My apologies for not doing much background reading, but what are the
expected scenarios with respect to TLS usage?  Is the redirect expected
to preserve the URI scheme (http:// vs. https://) or could we go from
one to the other as part of the redirect?  (I do see that the example
has an http:// redirection target.)
I ask because there are probably some considerations here relating to
the TLS server name indication, particularly for the case of redirection
to an IP address.

Section 2.4

It's quite possible I've confused myself, but in Figure 1 are the
"redirecting-hosts" and "target host" swapped?  The former is supposed
to be an uCDN host, is it not?

Section 3

   o  Error: A cache may receive a request that it cannot properly
      serve, for example, some of the metadata objects for that service
      were not properly acquired.  In this case, the cache may resolve
      to redirect back to uCDN.

nit: I think this last sentence would benefit from another word or two
or some punctuation to clarify what/how the cache is resolving, e.g.,
quotes around "redirect back to uCDN" or "cache's action" or similar.
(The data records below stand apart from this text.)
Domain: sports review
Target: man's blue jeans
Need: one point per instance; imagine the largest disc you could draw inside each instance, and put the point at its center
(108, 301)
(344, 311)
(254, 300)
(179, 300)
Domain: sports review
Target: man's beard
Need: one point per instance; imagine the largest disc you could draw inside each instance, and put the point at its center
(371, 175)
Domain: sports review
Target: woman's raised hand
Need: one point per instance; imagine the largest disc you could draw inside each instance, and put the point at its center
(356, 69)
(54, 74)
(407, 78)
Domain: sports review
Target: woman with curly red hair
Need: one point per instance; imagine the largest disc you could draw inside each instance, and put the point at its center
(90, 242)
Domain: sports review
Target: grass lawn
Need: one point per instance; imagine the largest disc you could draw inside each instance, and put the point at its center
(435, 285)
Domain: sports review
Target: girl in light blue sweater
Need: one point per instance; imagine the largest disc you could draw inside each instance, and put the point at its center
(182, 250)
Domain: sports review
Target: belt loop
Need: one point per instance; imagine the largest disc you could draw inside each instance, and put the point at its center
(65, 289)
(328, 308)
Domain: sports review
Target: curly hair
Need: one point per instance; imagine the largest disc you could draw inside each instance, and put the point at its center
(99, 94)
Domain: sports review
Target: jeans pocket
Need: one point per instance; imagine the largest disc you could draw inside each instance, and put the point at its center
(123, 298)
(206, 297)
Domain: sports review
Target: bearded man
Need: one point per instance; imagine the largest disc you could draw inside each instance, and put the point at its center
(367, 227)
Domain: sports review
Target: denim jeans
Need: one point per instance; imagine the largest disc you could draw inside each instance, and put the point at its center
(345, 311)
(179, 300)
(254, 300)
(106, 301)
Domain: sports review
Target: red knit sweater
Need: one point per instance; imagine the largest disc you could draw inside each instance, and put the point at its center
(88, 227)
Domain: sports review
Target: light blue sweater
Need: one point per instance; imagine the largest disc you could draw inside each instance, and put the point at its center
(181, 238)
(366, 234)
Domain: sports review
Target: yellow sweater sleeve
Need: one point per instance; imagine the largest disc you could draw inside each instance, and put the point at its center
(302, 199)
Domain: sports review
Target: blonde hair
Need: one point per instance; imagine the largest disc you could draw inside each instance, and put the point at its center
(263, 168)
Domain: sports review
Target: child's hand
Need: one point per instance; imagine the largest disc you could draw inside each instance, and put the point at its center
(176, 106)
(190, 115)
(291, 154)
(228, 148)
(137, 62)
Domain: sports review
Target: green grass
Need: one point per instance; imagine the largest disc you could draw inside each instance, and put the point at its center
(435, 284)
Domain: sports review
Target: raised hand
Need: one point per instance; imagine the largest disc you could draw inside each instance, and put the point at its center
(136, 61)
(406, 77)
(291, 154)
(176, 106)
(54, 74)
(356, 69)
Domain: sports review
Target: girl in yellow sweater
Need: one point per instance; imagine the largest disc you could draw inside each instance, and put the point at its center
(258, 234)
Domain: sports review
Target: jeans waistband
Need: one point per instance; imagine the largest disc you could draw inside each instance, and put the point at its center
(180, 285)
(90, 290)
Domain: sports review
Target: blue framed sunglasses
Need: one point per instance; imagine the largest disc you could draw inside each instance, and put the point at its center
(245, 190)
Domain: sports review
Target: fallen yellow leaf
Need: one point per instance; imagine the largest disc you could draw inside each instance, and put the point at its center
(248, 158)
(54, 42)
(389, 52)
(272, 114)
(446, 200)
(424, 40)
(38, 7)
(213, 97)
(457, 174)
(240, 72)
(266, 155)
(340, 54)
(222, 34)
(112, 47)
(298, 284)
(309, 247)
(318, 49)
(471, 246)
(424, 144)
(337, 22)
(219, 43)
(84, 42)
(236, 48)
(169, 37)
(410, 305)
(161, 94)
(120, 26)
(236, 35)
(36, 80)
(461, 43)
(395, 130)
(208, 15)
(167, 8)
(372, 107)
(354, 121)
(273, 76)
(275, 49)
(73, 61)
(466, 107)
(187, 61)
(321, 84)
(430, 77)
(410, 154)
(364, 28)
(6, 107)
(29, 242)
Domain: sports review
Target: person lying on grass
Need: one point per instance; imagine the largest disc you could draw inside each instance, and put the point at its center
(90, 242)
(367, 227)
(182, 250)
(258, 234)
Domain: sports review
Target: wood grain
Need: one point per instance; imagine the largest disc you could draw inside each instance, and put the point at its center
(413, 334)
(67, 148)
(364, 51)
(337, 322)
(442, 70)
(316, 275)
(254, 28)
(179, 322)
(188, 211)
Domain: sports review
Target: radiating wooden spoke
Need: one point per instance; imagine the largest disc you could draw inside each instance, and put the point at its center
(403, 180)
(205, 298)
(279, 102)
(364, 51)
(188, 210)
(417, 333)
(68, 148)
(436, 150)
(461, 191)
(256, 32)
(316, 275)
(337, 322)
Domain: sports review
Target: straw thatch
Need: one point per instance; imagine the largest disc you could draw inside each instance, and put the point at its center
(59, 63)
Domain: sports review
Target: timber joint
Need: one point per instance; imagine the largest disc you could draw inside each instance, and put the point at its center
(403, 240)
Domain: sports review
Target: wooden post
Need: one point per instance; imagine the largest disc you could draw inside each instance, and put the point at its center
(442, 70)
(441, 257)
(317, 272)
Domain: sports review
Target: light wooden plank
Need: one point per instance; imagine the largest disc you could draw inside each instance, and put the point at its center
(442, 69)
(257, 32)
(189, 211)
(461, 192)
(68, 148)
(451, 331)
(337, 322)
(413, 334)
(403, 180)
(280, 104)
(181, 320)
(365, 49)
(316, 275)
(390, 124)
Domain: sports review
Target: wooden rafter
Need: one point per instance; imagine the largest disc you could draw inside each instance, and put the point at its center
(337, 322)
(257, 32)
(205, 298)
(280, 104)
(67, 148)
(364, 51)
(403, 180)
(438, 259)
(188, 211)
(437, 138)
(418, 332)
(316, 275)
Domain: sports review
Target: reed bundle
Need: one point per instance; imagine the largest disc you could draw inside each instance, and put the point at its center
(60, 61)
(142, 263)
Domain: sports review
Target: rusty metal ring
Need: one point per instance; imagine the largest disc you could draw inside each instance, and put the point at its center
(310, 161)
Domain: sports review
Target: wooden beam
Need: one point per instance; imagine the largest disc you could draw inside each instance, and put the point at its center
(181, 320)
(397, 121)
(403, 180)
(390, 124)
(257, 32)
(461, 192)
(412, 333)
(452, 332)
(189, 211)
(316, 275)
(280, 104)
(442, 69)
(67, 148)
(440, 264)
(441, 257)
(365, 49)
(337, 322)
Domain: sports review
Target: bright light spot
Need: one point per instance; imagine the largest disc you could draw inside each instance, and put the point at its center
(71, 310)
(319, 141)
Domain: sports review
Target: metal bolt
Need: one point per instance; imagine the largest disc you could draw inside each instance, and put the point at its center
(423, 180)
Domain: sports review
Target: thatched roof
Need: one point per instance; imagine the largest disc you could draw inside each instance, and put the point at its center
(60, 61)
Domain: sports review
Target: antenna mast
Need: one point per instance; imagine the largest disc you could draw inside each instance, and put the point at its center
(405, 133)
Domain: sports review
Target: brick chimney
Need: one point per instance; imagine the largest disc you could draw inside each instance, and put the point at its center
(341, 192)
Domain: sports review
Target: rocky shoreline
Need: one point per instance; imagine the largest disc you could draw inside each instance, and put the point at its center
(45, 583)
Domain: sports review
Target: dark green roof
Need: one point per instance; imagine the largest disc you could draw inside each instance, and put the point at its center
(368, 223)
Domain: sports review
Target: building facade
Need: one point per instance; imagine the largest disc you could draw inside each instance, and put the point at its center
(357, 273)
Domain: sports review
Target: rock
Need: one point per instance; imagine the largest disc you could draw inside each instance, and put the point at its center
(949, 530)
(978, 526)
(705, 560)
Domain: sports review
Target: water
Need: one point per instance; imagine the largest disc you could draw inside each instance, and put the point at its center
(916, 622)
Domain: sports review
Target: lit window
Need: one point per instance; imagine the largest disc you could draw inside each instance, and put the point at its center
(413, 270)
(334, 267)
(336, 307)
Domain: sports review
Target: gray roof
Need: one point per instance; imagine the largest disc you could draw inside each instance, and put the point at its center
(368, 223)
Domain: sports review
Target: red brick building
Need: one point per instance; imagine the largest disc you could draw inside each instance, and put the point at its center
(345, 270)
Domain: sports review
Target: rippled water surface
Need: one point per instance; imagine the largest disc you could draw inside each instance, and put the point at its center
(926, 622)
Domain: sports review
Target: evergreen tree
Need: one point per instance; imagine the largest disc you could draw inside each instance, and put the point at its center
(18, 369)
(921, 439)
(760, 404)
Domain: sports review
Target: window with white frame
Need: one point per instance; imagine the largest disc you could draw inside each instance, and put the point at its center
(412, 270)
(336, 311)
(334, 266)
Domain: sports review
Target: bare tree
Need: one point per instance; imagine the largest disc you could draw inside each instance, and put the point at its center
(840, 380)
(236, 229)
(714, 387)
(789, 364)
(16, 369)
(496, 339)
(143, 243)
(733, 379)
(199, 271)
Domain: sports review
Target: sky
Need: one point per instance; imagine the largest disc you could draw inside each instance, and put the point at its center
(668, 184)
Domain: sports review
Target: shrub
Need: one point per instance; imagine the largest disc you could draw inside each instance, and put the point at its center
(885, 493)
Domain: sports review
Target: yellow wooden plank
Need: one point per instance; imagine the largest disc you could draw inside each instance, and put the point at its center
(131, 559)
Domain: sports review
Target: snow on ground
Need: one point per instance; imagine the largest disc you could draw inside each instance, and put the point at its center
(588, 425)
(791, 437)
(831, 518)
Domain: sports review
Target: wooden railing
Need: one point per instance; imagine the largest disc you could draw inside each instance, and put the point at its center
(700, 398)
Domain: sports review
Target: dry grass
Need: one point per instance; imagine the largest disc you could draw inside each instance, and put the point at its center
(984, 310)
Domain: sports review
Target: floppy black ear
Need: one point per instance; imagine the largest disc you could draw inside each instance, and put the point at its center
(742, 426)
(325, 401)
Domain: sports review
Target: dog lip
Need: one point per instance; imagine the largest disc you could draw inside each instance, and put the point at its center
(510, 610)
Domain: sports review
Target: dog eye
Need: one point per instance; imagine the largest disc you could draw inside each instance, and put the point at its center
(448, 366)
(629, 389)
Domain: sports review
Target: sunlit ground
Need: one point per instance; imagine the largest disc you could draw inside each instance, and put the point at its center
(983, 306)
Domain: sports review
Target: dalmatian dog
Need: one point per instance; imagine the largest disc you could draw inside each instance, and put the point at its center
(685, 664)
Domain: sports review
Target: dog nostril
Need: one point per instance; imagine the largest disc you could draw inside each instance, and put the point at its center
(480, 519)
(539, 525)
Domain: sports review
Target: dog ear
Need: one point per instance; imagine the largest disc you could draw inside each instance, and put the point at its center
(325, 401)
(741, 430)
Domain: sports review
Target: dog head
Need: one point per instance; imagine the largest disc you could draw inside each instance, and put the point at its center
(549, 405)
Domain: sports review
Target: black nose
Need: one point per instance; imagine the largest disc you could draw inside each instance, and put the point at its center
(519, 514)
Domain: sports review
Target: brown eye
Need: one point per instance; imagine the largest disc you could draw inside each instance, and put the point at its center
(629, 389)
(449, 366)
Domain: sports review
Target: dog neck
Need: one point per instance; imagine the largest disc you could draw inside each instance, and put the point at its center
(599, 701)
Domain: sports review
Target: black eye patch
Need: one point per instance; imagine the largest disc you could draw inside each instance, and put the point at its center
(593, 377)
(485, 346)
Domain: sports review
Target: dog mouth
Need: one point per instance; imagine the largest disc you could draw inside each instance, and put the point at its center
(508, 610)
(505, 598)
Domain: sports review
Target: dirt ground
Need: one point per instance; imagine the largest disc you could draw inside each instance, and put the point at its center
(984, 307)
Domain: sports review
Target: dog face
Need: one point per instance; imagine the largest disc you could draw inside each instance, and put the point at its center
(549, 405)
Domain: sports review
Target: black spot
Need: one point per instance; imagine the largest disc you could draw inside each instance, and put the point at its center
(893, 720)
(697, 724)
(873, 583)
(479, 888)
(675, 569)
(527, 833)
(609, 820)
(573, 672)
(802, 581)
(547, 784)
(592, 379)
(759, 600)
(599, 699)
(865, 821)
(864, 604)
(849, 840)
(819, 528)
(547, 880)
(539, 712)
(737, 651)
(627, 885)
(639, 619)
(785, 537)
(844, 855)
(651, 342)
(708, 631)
   The Fallback target metadata object is used to indicate the target
   address the dCDN should use in order to redirect a client back to the
   uCDN.  Fallback target is represented as endpoint objects as defined
   in section 4.3.3 of [RFC8006].

nit: singular/plural mismatch "target"/"objects"

   The uCDN fallback target address may be used as a DNS A record, AAAA
   record or CNAME record in case of DNS redirection or a hostname for
   HTTP redirect.

nit: I don't think "used as" is quite right (that is, the sense would
apply in the other direction: a DNS A record might be used as a fallback
target address) and could probably be removed.

Section 3.2

[same comment about Figure 3 as for Figure 1 above]

Section 5

The presence of a fallback uCDN host could make for a more tempting
attack target -- if the fallback target is known, then an attacker could
concentrate resources on that fallback host (more effectively DoS'd than
the whole CDN) and thrash the cash on the dCDN to effect a DoS.  This
speaks to the need to keep the exchanged metadata confidential, as
already noted, but is also a latent risk of the topology independently
of keeping the metadata confidential.
The attacks made possible by having the Redirect Target are mostly a
subset of the generic risks listed in RFC 8006; by allowing per-host
granularity of the uCDN behavior, there is perhaps a new opportunity to
have degraded (but present) service, by directing requests to dCDN hosts
that are "far away".  This seems somewhat challenging for an active
attacker to pull off, but may still be the result of misconfiguration.

As I mentioned above, we probably need to say something about TLS usage
for HTTP-level redirection, though I'm not sure yet what exactly that
is, since I don't understand the expected usage yet.